26 Aug 2002 Bram»(Master)

Plugging a Hole

The proof of the non-computability of the halting of turing machines presented in most undergraduate programs contains a huge gaping hole. Fortunately it's not hard to fix.

The Broken Proof

Let us say that we have a turing machine which accepts an encoding of another turing machine as input and always prints out a 0 before its last move if the input halts or a 1 before its last move if the input doesn't halt, and never spends an infinite amount of time thinking about it.

We can then construct a turinng machine which calculates what whether its input would halt, and does the opposite.

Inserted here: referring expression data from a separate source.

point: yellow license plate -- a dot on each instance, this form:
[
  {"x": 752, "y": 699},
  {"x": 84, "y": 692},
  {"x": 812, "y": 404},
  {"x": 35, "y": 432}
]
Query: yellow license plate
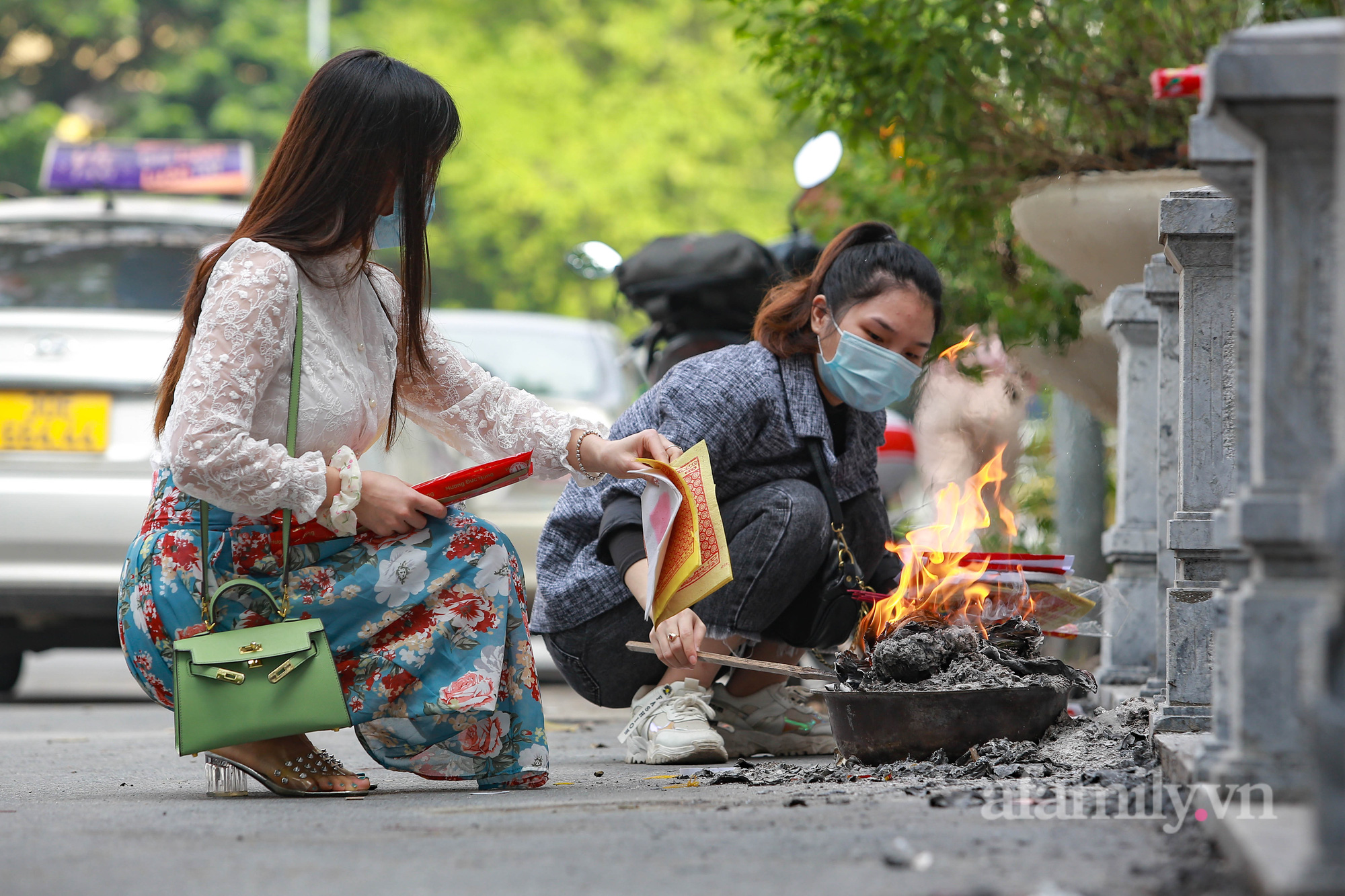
[{"x": 54, "y": 420}]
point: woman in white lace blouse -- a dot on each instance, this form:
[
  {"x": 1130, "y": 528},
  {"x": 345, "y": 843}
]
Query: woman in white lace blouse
[{"x": 424, "y": 606}]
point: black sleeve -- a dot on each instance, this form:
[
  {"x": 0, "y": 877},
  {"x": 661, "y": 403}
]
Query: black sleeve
[
  {"x": 887, "y": 573},
  {"x": 621, "y": 536}
]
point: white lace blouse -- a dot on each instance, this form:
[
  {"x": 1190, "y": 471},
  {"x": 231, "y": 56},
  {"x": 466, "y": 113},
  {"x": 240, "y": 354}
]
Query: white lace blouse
[{"x": 225, "y": 439}]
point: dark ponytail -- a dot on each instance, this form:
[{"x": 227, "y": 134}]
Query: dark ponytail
[{"x": 863, "y": 261}]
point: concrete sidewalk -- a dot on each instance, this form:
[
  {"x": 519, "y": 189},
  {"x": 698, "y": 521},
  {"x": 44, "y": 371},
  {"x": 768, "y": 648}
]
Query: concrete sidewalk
[{"x": 93, "y": 798}]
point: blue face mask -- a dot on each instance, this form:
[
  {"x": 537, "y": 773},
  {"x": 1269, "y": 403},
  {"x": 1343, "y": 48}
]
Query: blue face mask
[
  {"x": 864, "y": 374},
  {"x": 388, "y": 229}
]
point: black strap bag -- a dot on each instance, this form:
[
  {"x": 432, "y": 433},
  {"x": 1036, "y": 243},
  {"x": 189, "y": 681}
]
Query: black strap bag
[
  {"x": 700, "y": 282},
  {"x": 825, "y": 614}
]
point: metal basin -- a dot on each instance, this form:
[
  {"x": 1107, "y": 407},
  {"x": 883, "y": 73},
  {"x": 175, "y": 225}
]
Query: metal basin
[{"x": 890, "y": 727}]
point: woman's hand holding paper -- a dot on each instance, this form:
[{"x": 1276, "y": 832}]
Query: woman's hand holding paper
[{"x": 622, "y": 458}]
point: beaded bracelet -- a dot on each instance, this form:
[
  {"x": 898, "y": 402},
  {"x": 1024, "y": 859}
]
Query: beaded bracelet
[{"x": 579, "y": 455}]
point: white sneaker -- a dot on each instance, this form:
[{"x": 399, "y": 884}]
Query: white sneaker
[
  {"x": 775, "y": 720},
  {"x": 672, "y": 724}
]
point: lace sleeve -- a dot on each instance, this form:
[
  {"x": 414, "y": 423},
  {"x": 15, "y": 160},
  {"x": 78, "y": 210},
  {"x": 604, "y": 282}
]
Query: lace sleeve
[
  {"x": 484, "y": 416},
  {"x": 243, "y": 341}
]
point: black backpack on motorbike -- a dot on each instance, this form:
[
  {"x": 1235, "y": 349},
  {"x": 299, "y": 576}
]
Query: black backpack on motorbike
[{"x": 701, "y": 292}]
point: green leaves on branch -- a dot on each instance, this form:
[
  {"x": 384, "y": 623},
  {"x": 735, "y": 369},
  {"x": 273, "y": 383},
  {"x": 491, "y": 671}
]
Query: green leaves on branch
[{"x": 953, "y": 104}]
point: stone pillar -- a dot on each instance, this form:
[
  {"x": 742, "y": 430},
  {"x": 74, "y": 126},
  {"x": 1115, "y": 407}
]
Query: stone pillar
[
  {"x": 1330, "y": 716},
  {"x": 1161, "y": 290},
  {"x": 1081, "y": 483},
  {"x": 1227, "y": 165},
  {"x": 1198, "y": 233},
  {"x": 1132, "y": 544},
  {"x": 1277, "y": 85}
]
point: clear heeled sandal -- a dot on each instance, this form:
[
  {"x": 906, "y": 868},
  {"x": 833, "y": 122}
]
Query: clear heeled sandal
[{"x": 227, "y": 778}]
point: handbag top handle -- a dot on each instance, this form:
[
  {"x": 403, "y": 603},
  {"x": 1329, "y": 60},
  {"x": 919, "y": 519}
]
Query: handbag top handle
[{"x": 208, "y": 608}]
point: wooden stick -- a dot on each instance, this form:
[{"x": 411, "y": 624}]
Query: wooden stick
[{"x": 740, "y": 662}]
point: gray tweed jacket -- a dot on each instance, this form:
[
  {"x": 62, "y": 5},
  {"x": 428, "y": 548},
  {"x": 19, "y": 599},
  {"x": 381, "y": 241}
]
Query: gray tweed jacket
[{"x": 754, "y": 411}]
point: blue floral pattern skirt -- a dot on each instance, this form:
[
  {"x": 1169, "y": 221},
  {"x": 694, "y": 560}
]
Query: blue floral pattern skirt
[{"x": 428, "y": 630}]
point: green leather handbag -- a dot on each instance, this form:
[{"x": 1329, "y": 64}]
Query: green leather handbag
[{"x": 268, "y": 681}]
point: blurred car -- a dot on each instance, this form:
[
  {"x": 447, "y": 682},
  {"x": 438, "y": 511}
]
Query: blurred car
[{"x": 89, "y": 294}]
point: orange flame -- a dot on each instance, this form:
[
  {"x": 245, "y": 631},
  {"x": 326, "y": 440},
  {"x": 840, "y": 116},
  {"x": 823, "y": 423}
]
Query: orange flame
[
  {"x": 937, "y": 577},
  {"x": 953, "y": 352}
]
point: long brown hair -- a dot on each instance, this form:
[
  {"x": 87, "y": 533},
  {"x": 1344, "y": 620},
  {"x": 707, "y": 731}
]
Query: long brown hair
[
  {"x": 863, "y": 261},
  {"x": 362, "y": 118}
]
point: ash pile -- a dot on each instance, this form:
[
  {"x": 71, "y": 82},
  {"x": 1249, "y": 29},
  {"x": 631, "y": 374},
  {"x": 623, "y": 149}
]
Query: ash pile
[
  {"x": 1109, "y": 747},
  {"x": 923, "y": 651}
]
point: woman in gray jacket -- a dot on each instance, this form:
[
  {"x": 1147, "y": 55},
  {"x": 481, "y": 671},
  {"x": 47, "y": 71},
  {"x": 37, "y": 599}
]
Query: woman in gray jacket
[{"x": 831, "y": 353}]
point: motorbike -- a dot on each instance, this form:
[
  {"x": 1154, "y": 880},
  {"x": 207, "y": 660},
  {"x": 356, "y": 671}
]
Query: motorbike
[{"x": 703, "y": 291}]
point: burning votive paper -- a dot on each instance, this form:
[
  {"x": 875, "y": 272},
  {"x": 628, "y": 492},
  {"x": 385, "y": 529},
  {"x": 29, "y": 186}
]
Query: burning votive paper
[
  {"x": 660, "y": 506},
  {"x": 684, "y": 534}
]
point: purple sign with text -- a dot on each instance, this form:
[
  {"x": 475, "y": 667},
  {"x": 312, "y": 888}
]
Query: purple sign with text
[{"x": 150, "y": 166}]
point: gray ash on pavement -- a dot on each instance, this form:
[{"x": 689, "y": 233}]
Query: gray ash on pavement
[{"x": 929, "y": 654}]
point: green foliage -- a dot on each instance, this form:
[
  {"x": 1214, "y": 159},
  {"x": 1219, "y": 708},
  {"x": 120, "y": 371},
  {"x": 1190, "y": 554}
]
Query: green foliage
[
  {"x": 952, "y": 104},
  {"x": 610, "y": 120},
  {"x": 583, "y": 119},
  {"x": 1034, "y": 494},
  {"x": 147, "y": 68}
]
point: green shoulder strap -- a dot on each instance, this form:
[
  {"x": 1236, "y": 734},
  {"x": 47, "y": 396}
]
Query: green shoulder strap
[{"x": 291, "y": 434}]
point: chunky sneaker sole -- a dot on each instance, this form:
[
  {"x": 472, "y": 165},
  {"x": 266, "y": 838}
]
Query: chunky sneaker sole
[
  {"x": 673, "y": 724},
  {"x": 777, "y": 720},
  {"x": 748, "y": 743},
  {"x": 709, "y": 749}
]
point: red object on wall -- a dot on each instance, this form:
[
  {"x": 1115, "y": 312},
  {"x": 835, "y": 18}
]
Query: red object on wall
[
  {"x": 899, "y": 443},
  {"x": 1178, "y": 83}
]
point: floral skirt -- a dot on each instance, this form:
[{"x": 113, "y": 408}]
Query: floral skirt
[{"x": 428, "y": 630}]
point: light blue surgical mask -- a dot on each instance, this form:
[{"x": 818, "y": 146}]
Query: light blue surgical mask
[
  {"x": 388, "y": 229},
  {"x": 864, "y": 374}
]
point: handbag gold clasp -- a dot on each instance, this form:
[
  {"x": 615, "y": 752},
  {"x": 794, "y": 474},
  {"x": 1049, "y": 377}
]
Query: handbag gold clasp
[{"x": 282, "y": 670}]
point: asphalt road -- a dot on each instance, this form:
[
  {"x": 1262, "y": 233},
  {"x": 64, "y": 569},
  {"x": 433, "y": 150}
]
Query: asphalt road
[{"x": 95, "y": 799}]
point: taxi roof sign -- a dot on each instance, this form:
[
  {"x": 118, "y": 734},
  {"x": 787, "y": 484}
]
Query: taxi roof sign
[{"x": 182, "y": 167}]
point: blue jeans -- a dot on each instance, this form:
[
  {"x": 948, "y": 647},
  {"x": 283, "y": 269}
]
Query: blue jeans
[{"x": 778, "y": 534}]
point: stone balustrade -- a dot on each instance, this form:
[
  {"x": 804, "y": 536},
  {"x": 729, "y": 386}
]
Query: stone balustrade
[
  {"x": 1132, "y": 544},
  {"x": 1249, "y": 428}
]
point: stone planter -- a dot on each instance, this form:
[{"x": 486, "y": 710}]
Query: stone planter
[{"x": 1100, "y": 229}]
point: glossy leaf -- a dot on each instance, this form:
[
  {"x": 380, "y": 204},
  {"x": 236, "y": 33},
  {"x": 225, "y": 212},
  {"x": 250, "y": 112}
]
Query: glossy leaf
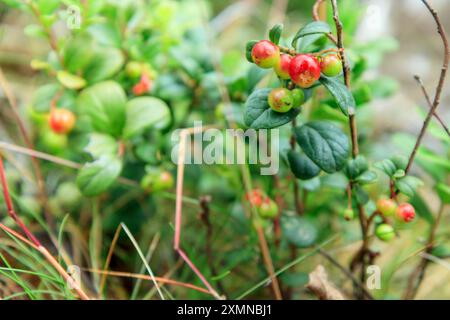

If we give that machine as input to itself, then we have a contradiction.

The problem here is that there's a distinction between machines which take input and machines which don't take input. The machine which does the opposite takes input, when we fed it to itself the emulated one is given no input, hence it's operating on something else entirely, and there is no contradiction.

The Fixed Proof

Let us say that we have a turing machine which accepts an encoding of another turing machine as input and always prints out a 0 before its last move if the input halts or a 1 before its last move if the input doesn't halt, and never spends an infinite amount of time thinking about it.

We can then construct a turing machine which spits out an encoding of itself, calculates whether that machine will halt, and then does the opposite. The spitting out is based on the standard quine trick - the program contains a blueprint of itself, with a special notation where the blueprint goes saying 'blueprint goes here', it then follows the blueprint exactly and spits out a copy of the blueprint where the notation goes.

Why there is such an obvious and easy to fix error as part of standard basic CS curriculum is beyond me.

No Mix and Matching

While I'm complaining about common errors, I'd like to point out something about log(n) multipliers in runtimes. There are basically two ways of calculating the runtime of an algorithm - the number gates required to construct it using a directed circuit, and the number of operations it requires on a realistic machine with parallel memory.

If you calculate runtime in the first way, you're perfectly justified in saying that adding two numbers on the scale of n takes log(n) time, but since many algorithms undergo a quadratic blow-up in size in this model due to the lack of parallel memory, it isn't applicable to many problems.

If you calculate runtime in the second way, you have no justification for saying that adding two numbers on the scale of n takes log(n) time unless you also take into account that simple memory retrieval technically takes log(n) time, which nobody does.

When calculating runtime, don't mix and match models - if you allow for constant-time memory retrieval, allow for constant-time addition of small numbers.